Мария печально улыбается и рассказывает свою историю — но всем ли одну и ту же, вот что интересно. Она была арестована по распоряжению комиссара инквизиции Ла-Платы за то, что пыталась приворожить молодую вдовушку, к которой прониклась нежными чувствами. Комиссар грозился лично прирезать ее, ведь где это видано, чтобы женщина ложилась с женщиной. Но в конце концов отдал под суд за колдовство — дескать, ворожба не такой тяжкий грех, как женоложство. Инквизиторов особенно интересовало, каким образом обвиняемая пыталась заручиться поддержкой нечистого: например, гадала на вине или втыкала булавки в мертвую голубку. Негритянка говорит медленно, путано и время от времени тычет зубочисткой себе в ноздри, а капельки крови размазывает по платку. Эту кровь она поднесет Богородице, чтобы уберегла ее от новых пыток. Тут, в тюрьме, каждый выкручивается как может, лишь бы поменьше мучиться. Под конец Мария сообщает, что господин тюремный смотритель, человек добрейшей души, ненадолго уехал и велел ей отнести молока новому арестанту.
— Мне, значит?
— Вы же и есть тот самый врач, которого привезли из Чили?
Франсиско пытается разобраться в этой несуразице. Его арестовали в Консепсьоне, допрашивали, увещевали, держали взаперти, перевозили с места на место — и все для того, чтобы препоручить заботам какой-то негритянки, которая и сама ждет приговора! А он-то думал, что здесь, за мрачными стенами, сплошь стража да палачи… Попустительство, неслыханное даже для простых тюрем. Видимо, и у инквизиции имеются свои причуды.

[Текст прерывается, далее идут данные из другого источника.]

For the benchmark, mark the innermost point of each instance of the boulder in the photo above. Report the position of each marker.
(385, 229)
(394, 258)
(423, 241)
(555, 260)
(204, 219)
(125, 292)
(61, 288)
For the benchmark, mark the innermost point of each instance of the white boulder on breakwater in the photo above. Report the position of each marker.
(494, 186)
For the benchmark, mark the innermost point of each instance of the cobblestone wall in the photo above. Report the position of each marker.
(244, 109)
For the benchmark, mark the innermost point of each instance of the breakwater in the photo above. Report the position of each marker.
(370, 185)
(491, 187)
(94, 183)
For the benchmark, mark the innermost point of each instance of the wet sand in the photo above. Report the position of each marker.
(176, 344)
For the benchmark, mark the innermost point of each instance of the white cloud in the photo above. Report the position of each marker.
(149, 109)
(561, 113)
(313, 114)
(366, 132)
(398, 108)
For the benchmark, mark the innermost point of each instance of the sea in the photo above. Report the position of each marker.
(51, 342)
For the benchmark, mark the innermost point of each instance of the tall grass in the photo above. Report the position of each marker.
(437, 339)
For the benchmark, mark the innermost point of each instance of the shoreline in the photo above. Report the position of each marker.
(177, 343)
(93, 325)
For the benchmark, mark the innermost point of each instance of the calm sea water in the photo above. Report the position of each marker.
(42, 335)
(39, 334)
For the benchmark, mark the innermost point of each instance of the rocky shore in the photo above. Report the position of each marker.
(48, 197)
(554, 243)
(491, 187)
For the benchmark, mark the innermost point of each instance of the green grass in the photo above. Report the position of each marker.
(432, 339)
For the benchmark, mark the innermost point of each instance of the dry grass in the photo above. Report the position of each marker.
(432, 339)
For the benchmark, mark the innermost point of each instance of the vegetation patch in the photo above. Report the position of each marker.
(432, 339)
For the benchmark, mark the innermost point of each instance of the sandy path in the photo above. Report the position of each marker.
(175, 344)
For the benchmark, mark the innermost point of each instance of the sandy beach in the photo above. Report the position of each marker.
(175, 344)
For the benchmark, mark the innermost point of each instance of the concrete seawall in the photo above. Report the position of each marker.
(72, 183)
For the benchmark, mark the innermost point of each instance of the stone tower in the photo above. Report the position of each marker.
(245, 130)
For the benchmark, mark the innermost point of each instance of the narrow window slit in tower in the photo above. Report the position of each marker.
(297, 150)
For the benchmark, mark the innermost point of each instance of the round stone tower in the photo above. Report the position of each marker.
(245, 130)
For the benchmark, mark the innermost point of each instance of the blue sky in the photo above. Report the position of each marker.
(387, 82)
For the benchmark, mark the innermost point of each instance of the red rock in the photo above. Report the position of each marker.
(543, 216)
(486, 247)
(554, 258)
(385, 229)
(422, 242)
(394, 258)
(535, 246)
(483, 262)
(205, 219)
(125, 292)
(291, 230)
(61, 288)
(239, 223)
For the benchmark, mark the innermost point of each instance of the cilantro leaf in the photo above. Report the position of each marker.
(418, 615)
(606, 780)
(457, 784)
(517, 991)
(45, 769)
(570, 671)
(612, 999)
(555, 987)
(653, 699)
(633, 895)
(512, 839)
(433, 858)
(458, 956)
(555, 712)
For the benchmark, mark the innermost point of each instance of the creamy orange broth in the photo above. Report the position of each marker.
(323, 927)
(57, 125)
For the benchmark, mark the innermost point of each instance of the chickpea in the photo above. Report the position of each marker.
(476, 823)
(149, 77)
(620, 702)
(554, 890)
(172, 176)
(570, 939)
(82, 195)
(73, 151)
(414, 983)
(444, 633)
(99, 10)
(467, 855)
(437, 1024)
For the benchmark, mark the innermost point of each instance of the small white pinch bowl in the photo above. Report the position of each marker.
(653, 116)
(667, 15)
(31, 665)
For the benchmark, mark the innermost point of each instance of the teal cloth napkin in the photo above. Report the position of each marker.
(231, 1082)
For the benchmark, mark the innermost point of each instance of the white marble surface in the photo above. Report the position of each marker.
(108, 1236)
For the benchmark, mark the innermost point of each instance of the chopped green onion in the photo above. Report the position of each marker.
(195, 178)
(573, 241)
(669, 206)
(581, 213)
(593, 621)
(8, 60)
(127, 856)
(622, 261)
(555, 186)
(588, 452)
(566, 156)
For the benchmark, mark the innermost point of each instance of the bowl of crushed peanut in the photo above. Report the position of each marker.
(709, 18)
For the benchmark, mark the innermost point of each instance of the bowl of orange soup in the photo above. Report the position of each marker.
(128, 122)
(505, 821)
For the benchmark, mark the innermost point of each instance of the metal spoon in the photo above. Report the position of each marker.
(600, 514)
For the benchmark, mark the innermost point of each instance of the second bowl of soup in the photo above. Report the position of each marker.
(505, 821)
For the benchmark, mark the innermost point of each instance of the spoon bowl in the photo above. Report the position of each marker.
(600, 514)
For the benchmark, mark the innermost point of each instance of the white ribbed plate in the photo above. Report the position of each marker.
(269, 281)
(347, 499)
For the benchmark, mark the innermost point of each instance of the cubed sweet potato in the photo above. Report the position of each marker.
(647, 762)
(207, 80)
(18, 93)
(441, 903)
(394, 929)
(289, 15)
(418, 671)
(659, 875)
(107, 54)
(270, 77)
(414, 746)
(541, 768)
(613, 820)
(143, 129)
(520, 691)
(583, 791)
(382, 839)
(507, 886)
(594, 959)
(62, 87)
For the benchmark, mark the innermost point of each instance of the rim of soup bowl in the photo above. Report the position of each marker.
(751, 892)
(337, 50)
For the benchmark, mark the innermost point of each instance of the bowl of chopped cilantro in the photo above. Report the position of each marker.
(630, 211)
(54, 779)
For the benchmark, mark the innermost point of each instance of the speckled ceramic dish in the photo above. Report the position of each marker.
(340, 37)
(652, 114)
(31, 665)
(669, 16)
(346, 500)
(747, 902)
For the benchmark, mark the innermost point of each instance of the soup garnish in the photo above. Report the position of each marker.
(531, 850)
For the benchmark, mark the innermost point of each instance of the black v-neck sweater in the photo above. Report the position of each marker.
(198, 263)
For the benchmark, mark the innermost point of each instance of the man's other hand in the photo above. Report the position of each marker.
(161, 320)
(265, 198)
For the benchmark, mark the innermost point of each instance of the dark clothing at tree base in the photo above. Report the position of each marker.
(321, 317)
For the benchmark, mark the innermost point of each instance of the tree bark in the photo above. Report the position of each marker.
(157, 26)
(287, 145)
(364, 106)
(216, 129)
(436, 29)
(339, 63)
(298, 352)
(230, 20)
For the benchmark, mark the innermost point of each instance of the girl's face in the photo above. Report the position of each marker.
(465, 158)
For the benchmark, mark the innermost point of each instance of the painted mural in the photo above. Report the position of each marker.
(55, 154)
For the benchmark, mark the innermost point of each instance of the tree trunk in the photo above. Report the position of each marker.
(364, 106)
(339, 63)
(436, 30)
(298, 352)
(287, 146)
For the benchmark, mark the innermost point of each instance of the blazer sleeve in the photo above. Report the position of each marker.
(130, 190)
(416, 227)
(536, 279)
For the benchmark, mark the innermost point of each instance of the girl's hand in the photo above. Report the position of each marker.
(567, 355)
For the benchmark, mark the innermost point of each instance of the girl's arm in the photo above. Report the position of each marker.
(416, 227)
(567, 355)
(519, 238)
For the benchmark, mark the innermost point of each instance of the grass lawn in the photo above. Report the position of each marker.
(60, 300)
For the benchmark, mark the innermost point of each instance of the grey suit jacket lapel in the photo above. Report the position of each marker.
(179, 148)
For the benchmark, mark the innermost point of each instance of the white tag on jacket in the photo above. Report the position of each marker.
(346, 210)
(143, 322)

— А за вами какая же вина? — спрашивает женщина.
— Ровным счетом никакой! — восклицает Франсиско.
Щербатый рот растягивается в улыбке:
— У нас тут сплошь невинные сидят!
— Разумеется, мне известна причина ареста, но совесть моя чиста.
— Вы что, двоеженец? Или убили кого? Или бумаги подделали?
— Ни то, ни другое, ни третье. Я иудей.
Женщина вскакивает и испуганно отряхивает платье из грубого полотна.